The custom relational database for storing metadata was replaced with a multifunction generalized XML-in-MySQL store written by Julian Wood, along with adoption of the JUD XML-RPC API. A repository using an API to connect to the separate data store. People could use the ALOHA client application to manage their learning objects - adding metadata, uploading media, etc... and CAREO would pick it up automatically because it was talking to the same abstracted metadata store through the same API.
A bridge to the EduSource network of learning object repositories was built, making it possible to search from one repository and find learning objects scattered throughout the network through a custom inter-repository API. That API and network cost a lot of money and time. And didn't work as well as Google.
I spent a fair amount of time experimenting with native XML databases to store the LOM metadata - BlueStream XStreamDB and eXist have both matured so much over the years. A Sherlock search widget (this is pre-Dashboard) was built to let people search the repository from their desktops. Installers were built to make it easier to get your own copy of CAREO on your own server.
Heady times. And most of the work was done with surprisingly little financial support. We were able to do a hell of a lot with what we had, though.
Then, things pretty much stagnated. Development stopped, as we focussed on higher priority (i.e., funded) projects. Other software matured to the point where it was difficult to justify maintaining a custom repository application. If I were to start from scratch now, I could deploy a more fully-featured repository powered by Drupal without having to write any code.
Over the years, I've been asked several times by people investigating learning object repository software to implement at a national level. Each time, I said that although the source code for CAREO is available, it would be a much more effective use of resources to just go ahead and use Drupal. Work with the larger community, and don't write (or sustain) code that you don't absolutely have to.

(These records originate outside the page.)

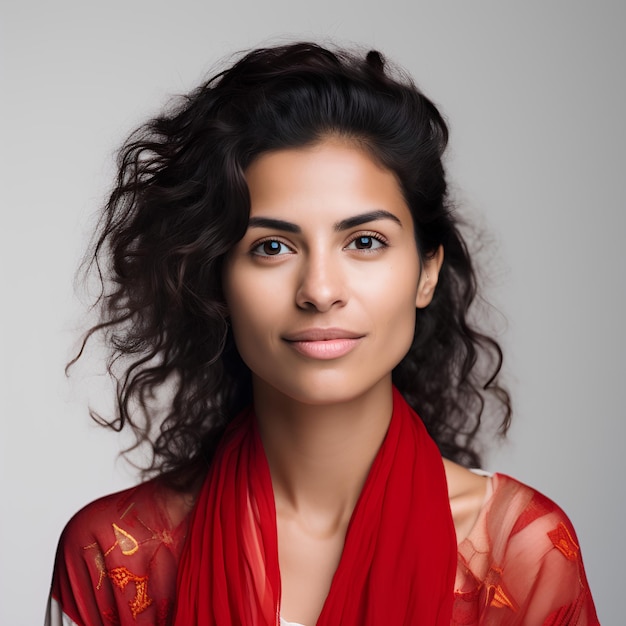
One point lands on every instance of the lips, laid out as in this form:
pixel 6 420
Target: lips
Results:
pixel 322 334
pixel 324 343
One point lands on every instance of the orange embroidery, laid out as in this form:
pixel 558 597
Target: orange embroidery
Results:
pixel 500 599
pixel 564 542
pixel 121 577
pixel 496 595
pixel 126 541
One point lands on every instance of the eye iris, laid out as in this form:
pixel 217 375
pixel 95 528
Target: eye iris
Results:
pixel 271 247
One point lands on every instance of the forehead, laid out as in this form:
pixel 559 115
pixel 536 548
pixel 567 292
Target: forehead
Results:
pixel 334 176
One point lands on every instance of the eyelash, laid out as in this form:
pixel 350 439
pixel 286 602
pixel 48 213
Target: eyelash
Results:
pixel 361 235
pixel 369 235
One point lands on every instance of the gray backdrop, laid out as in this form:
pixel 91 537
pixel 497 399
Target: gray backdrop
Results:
pixel 534 92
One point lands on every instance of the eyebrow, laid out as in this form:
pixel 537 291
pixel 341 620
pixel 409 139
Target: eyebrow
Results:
pixel 349 222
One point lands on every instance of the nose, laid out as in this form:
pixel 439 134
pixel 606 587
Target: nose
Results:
pixel 321 283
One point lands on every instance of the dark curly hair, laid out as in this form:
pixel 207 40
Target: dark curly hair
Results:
pixel 181 203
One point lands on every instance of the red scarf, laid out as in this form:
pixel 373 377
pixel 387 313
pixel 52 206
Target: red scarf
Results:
pixel 399 557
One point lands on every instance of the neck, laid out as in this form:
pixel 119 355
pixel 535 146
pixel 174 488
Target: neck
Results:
pixel 320 454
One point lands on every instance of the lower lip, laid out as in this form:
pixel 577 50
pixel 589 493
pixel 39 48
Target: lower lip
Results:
pixel 324 350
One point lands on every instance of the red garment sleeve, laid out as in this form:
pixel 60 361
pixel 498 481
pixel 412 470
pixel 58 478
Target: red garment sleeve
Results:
pixel 117 559
pixel 522 564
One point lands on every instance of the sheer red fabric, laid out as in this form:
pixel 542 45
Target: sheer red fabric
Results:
pixel 521 564
pixel 399 556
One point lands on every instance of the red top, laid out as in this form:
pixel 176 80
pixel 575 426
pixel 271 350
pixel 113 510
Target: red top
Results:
pixel 118 560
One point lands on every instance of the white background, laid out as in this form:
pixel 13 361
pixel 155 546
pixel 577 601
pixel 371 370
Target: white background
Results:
pixel 535 95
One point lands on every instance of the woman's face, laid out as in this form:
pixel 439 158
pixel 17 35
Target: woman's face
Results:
pixel 322 289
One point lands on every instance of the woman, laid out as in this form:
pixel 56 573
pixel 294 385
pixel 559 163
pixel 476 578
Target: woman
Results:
pixel 285 289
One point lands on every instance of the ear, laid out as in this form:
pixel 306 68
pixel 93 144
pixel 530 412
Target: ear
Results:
pixel 428 278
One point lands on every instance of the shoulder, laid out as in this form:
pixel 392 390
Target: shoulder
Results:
pixel 119 555
pixel 147 505
pixel 522 555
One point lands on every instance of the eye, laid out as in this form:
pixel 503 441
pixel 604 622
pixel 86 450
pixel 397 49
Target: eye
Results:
pixel 271 247
pixel 366 242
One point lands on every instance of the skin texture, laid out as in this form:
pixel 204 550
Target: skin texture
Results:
pixel 322 292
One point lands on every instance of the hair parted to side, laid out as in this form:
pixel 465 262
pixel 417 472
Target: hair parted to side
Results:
pixel 181 203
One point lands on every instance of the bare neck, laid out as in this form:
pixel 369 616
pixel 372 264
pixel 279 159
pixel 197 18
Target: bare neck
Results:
pixel 319 455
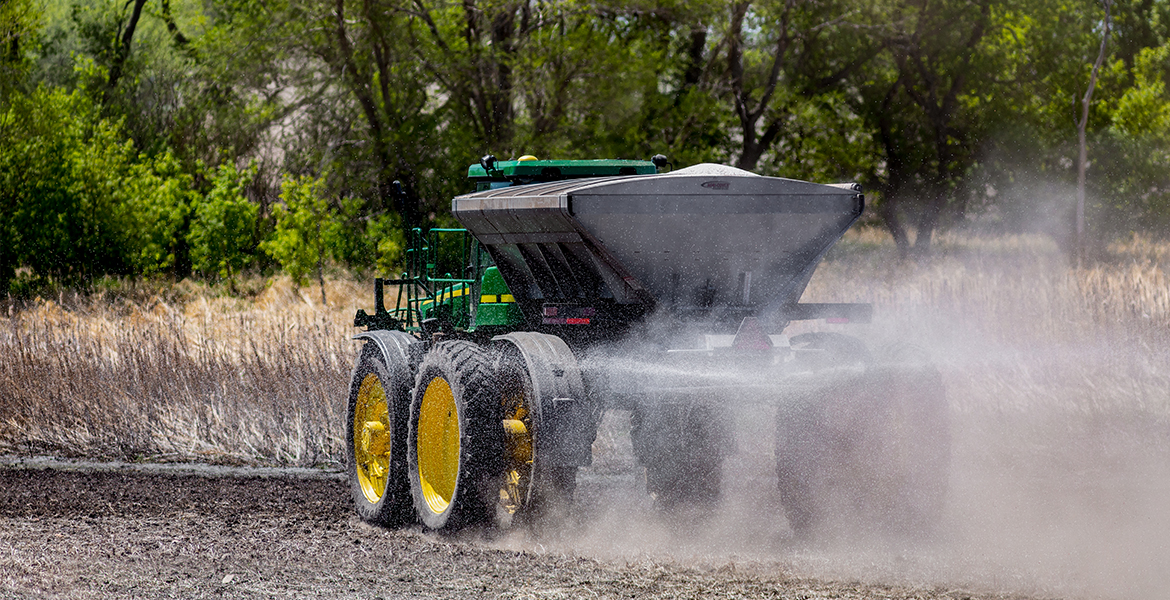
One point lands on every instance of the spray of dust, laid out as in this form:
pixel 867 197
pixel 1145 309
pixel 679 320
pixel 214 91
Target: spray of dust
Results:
pixel 1059 483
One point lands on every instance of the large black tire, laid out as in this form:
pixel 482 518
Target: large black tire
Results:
pixel 455 442
pixel 532 490
pixel 682 447
pixel 869 452
pixel 376 432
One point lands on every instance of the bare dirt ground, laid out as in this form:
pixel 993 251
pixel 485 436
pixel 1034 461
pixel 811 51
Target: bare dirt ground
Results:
pixel 1059 521
pixel 129 533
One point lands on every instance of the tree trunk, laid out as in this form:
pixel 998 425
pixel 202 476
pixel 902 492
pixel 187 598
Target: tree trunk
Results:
pixel 123 50
pixel 1084 154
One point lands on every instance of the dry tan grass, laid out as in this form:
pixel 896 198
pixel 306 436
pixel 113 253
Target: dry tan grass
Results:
pixel 1068 366
pixel 213 379
pixel 184 374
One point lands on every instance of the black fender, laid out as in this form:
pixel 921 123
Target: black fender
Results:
pixel 403 351
pixel 566 419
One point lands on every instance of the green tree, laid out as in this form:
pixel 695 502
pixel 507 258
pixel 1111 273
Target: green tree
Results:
pixel 225 225
pixel 305 230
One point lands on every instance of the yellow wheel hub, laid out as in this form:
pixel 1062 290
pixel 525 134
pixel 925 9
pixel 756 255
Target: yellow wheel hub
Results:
pixel 371 438
pixel 517 426
pixel 438 445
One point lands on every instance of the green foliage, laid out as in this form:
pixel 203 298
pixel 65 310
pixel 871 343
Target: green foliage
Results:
pixel 305 229
pixel 225 226
pixel 948 112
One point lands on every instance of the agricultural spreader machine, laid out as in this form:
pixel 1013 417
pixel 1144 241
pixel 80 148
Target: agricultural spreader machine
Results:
pixel 585 285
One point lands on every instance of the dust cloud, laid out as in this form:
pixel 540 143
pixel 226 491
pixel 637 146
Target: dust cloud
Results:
pixel 1059 483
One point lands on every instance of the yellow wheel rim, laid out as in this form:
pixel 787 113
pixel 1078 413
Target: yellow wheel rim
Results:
pixel 517 426
pixel 371 438
pixel 438 445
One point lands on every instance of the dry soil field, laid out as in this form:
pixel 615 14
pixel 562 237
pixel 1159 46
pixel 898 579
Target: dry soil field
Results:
pixel 1058 385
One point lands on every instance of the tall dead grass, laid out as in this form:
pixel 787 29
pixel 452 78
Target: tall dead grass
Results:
pixel 1068 366
pixel 213 379
pixel 187 376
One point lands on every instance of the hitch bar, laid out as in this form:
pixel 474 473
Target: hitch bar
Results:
pixel 840 312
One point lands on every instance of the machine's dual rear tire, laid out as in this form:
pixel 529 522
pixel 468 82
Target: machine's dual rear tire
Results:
pixel 459 443
pixel 376 430
pixel 455 442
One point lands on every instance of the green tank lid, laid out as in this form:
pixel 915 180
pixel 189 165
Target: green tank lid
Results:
pixel 529 169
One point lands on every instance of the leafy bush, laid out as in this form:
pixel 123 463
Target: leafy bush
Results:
pixel 224 227
pixel 305 229
pixel 76 201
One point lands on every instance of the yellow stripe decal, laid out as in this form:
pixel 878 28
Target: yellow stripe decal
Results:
pixel 488 298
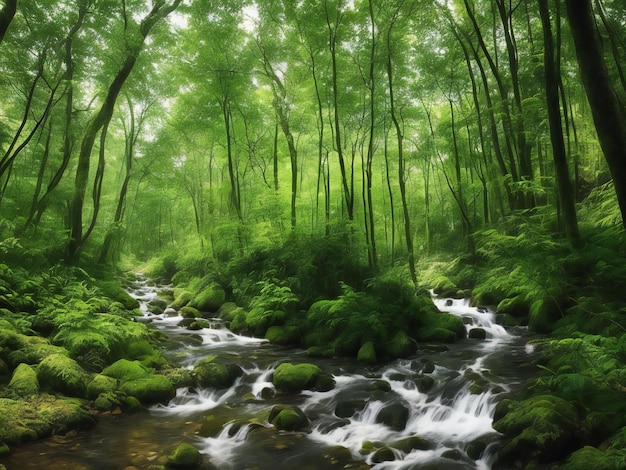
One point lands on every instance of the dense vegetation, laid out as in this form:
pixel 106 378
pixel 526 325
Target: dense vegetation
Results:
pixel 303 169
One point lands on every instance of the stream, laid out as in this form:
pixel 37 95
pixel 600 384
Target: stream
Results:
pixel 454 416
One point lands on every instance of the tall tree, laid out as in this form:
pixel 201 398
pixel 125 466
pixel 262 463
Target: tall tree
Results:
pixel 608 115
pixel 136 36
pixel 564 185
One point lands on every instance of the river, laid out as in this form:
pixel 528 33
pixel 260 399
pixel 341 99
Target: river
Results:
pixel 454 416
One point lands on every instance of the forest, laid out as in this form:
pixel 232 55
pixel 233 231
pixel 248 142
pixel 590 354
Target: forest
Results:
pixel 313 173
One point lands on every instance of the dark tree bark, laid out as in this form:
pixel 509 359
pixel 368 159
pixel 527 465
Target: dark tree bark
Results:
pixel 99 121
pixel 608 116
pixel 564 186
pixel 6 16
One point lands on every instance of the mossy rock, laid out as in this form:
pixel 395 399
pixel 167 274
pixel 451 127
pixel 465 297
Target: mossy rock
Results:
pixel 295 378
pixel 33 350
pixel 411 443
pixel 384 454
pixel 101 384
pixel 106 401
pixel 425 383
pixel 283 335
pixel 210 299
pixel 516 306
pixel 24 381
pixel 444 287
pixel 239 323
pixel 209 373
pixel 320 337
pixel 182 299
pixel 43 416
pixel 185 456
pixel 149 389
pixel 227 311
pixel 347 408
pixel 124 369
pixel 62 374
pixel 259 320
pixel 289 418
pixel 395 415
pixel 542 428
pixel 367 353
pixel 401 345
pixel 544 313
pixel 190 312
pixel 429 334
pixel 114 291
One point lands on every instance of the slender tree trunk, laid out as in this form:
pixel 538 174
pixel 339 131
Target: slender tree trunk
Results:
pixel 607 114
pixel 6 16
pixel 401 170
pixel 98 122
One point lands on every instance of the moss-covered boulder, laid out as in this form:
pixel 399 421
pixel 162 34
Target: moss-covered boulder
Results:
pixel 62 374
pixel 42 416
pixel 430 334
pixel 288 418
pixel 516 306
pixel 283 335
pixel 444 287
pixel 395 415
pixel 190 312
pixel 295 378
pixel 401 345
pixel 542 428
pixel 101 384
pixel 590 457
pixel 33 350
pixel 347 408
pixel 182 298
pixel 367 353
pixel 210 373
pixel 149 389
pixel 24 381
pixel 210 299
pixel 124 369
pixel 227 311
pixel 185 456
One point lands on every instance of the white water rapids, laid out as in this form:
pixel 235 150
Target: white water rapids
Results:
pixel 453 415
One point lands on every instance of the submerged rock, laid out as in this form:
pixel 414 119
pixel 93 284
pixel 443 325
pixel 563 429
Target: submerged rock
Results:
pixel 185 456
pixel 295 378
pixel 289 418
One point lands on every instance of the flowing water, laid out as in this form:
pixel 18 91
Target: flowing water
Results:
pixel 453 417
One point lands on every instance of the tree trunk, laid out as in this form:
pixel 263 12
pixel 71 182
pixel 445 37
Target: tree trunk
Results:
pixel 6 16
pixel 608 116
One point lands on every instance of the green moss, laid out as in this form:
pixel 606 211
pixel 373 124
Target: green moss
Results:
pixel 209 373
pixel 401 345
pixel 210 299
pixel 590 457
pixel 543 427
pixel 437 335
pixel 295 378
pixel 24 381
pixel 185 456
pixel 288 418
pixel 39 417
pixel 150 389
pixel 62 374
pixel 182 299
pixel 124 369
pixel 101 384
pixel 367 353
pixel 283 335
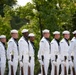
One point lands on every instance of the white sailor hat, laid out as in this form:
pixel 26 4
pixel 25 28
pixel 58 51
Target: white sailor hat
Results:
pixel 24 31
pixel 31 35
pixel 2 36
pixel 56 32
pixel 74 32
pixel 46 31
pixel 65 32
pixel 14 31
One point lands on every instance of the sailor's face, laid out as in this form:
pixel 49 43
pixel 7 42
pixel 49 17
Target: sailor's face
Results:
pixel 46 35
pixel 32 38
pixel 14 35
pixel 67 36
pixel 57 36
pixel 3 40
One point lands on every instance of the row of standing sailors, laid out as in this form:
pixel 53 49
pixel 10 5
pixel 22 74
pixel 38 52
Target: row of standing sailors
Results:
pixel 55 51
pixel 58 52
pixel 18 53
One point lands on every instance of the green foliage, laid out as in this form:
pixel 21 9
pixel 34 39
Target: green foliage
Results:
pixel 6 2
pixel 51 14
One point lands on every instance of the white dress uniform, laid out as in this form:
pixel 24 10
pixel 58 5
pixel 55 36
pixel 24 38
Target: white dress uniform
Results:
pixel 55 50
pixel 24 51
pixel 2 59
pixel 73 48
pixel 31 54
pixel 44 50
pixel 64 53
pixel 12 50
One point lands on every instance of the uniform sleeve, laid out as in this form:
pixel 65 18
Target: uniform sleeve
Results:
pixel 71 48
pixel 52 48
pixel 42 47
pixel 9 50
pixel 21 47
pixel 61 47
pixel 2 52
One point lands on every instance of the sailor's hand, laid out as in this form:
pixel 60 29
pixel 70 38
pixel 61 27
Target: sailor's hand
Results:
pixel 40 61
pixel 21 64
pixel 10 62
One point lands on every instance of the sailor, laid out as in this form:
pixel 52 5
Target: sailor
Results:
pixel 73 34
pixel 12 52
pixel 31 52
pixel 64 46
pixel 71 49
pixel 44 51
pixel 2 54
pixel 55 52
pixel 24 52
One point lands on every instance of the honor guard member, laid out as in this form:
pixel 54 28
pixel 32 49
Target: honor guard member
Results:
pixel 64 46
pixel 24 52
pixel 31 52
pixel 72 49
pixel 12 52
pixel 2 54
pixel 55 52
pixel 73 34
pixel 44 52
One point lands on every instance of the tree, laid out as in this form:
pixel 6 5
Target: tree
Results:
pixel 6 2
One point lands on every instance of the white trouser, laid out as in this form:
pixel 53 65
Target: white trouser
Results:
pixel 2 66
pixel 70 65
pixel 46 65
pixel 57 64
pixel 75 64
pixel 64 64
pixel 25 67
pixel 32 65
pixel 14 64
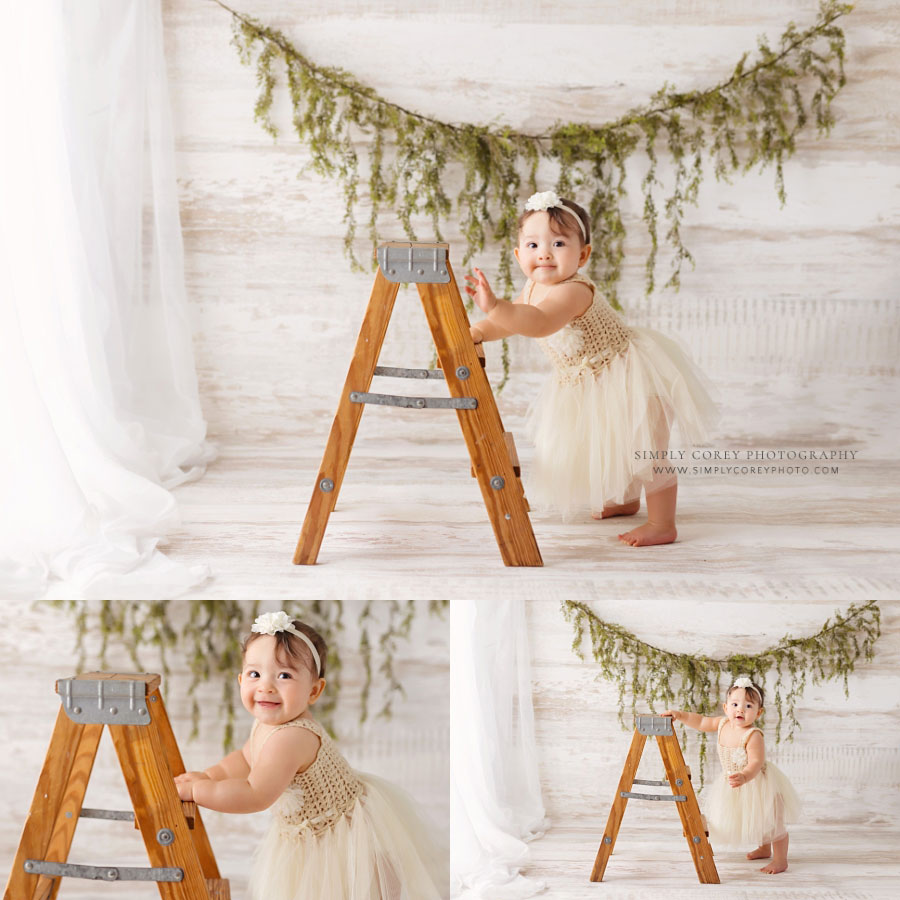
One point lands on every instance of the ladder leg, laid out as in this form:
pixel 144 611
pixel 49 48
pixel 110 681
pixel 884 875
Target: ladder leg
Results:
pixel 46 807
pixel 346 421
pixel 481 427
pixel 176 764
pixel 142 756
pixel 691 820
pixel 626 782
pixel 67 819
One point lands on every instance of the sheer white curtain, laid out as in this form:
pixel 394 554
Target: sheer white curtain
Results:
pixel 496 805
pixel 98 398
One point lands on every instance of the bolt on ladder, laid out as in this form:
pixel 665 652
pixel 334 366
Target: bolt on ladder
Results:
pixel 682 794
pixel 491 450
pixel 131 706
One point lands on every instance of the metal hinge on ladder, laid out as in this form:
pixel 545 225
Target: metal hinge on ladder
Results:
pixel 403 262
pixel 103 701
pixel 102 873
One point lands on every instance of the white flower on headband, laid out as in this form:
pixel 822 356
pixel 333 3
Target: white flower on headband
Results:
pixel 272 623
pixel 543 200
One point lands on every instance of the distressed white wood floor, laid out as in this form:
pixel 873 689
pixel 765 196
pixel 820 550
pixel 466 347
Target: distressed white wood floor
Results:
pixel 759 557
pixel 825 862
pixel 410 519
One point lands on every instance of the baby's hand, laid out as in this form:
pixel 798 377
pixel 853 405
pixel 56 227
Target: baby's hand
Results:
pixel 190 776
pixel 479 289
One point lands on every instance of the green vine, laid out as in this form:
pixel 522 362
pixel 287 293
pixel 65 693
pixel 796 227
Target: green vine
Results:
pixel 661 678
pixel 750 119
pixel 207 635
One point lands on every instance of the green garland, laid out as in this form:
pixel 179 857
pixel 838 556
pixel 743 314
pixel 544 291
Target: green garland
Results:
pixel 209 640
pixel 661 678
pixel 751 118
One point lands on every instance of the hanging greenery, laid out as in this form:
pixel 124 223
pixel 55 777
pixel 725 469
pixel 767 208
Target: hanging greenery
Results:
pixel 207 635
pixel 751 118
pixel 661 679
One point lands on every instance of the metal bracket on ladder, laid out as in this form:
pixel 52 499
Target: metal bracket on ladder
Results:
pixel 403 262
pixel 104 702
pixel 181 859
pixel 102 873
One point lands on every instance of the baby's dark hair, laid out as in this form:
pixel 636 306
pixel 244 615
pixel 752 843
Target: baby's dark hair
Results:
pixel 560 221
pixel 755 692
pixel 291 647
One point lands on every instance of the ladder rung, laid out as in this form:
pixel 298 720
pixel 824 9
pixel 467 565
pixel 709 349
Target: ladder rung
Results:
pixel 102 873
pixel 414 402
pixel 678 798
pixel 394 372
pixel 124 815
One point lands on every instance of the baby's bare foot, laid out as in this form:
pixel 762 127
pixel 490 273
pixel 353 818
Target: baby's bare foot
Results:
pixel 775 867
pixel 626 509
pixel 649 533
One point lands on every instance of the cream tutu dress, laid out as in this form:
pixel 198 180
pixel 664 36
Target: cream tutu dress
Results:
pixel 600 422
pixel 754 813
pixel 337 834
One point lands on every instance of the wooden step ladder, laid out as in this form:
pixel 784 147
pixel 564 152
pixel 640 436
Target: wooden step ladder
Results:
pixel 131 706
pixel 682 794
pixel 492 454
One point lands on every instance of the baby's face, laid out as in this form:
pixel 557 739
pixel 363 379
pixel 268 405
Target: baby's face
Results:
pixel 274 690
pixel 545 255
pixel 741 708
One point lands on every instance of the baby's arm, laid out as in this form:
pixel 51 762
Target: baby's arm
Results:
pixel 562 304
pixel 756 757
pixel 283 755
pixel 234 765
pixel 486 330
pixel 694 720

CAREO was important, back in 2001-2004, as a prototype. As a sandbox for trying out some of these concepts. As a place to easily host metadata and content and try the repository model. From that perspective, I think it was a huge success. Without CAREO, I would likely still be saying that we need centralized institutional repositories to tightly manage resources.
But, because of CAREO, I now know that we don't need repositories at the institutional level. Personal repositories are much more powerful, effective, and manageable. They're called blogs, maybe you've heard of them? And small pieces, loosely joined. Want to manage photos online? Use Flickr. Videos? Use YouTube/GoogleVideo/etc... We don't need a monolithic institutional repository.
And now, it's Halloween 2007. And we're about to decommission our CAREO server here at UCalgary after 6 years. The software has been acting up, and it's just not worth the time and effort to figure out what's gone krufty. So it's time to put it out of its misery. Farewell, CAREO. Thanks for the good times. I've learned a LOT about software design, information architecture, and metadata. More importantly, I had the pleasure to meet and work with a LOT of awesome people, all working on similar projects because they believe (as I do) in the greater good. Sure, we were naive, but we meant well. And now, hopefully, people will learn from our successes, failures, and mistakes, and not be doomed to repeat them.